🤖 AI Summary
This work addresses the problem of early human–computer interaction (HCI) intention prediction from RGB video, focusing on frame-level intention onset detection under severe class imbalance in real-world scenarios. We propose MINT-RVAE, a novel end-to-end temporal modeling framework that jointly encodes pose and facial affect via a variational autoencoder architecture. To mitigate class imbalance, we design a reweighted loss function and a synthetic sequence generation strategy that preserves temporal dynamics. Evaluated on a newly introduced public benchmark, MINT-RVAE achieves an AUROC of 0.95—surpassing prior state-of-the-art methods (0.90–0.912). Concurrently, we release the first RGB dataset with fine-grained, frame-level intention annotations. To our knowledge, this is the first approach to achieve high accuracy, strong generalizability, and practical deployability for early interaction intention prediction using purely visual inputs.
📝 Abstract
Efficiently detecting human intent to interact with ubiquitous robots is crucial for effective human-robot interaction (HRI) and collaboration.

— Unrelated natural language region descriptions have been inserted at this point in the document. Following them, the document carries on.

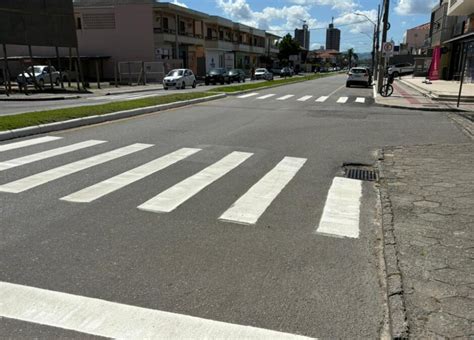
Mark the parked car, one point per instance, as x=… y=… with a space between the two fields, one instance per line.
x=262 y=73
x=217 y=75
x=286 y=72
x=358 y=76
x=401 y=69
x=179 y=78
x=43 y=74
x=237 y=75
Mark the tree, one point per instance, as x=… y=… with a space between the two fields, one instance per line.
x=351 y=55
x=287 y=46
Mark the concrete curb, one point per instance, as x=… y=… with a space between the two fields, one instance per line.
x=399 y=327
x=77 y=122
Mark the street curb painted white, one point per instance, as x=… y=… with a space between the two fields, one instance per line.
x=73 y=123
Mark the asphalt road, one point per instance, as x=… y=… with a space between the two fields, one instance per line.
x=276 y=274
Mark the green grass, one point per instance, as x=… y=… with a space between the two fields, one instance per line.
x=57 y=115
x=252 y=86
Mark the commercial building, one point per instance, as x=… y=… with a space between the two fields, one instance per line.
x=333 y=38
x=302 y=36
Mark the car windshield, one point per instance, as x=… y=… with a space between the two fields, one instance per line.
x=175 y=73
x=216 y=71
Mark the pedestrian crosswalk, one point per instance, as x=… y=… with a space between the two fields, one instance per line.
x=246 y=209
x=305 y=98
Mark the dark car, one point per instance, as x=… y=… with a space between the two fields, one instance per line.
x=236 y=75
x=217 y=75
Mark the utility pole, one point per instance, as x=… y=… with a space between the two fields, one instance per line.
x=386 y=27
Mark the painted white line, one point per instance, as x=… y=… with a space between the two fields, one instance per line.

Over the past decade, deep learning has gained traction in this field, with most existing approaches relying on multimodal inputs, such as RGB combined with depth (RGB-D), to classify time-sequence windows of sensory data as interactive or non-interactive. In contrast, we propose a novel RGB-only pipeline for predicting human interaction intent with frame-level precision, enabling faster robot responses and improved service quality. A key challenge in intent prediction is the class imbalance inherent in real-world HRI datasets, which can hinder the model's training and generalization. To address this, we introduce MINT-RVAE, a synthetic sequence generation method, along with new loss functions and training strategies that enhance generalization on out-of-sample data. Our approach achieves state-of-the-art performance (AUROC: 0.95) outperforming prior works (AUROC: 0.90-0.912), while requiring only RGB input and supporting precise frame onset prediction. Finally, to support future research, we openly release our new dataset with frame-level labeling of human interaction intent.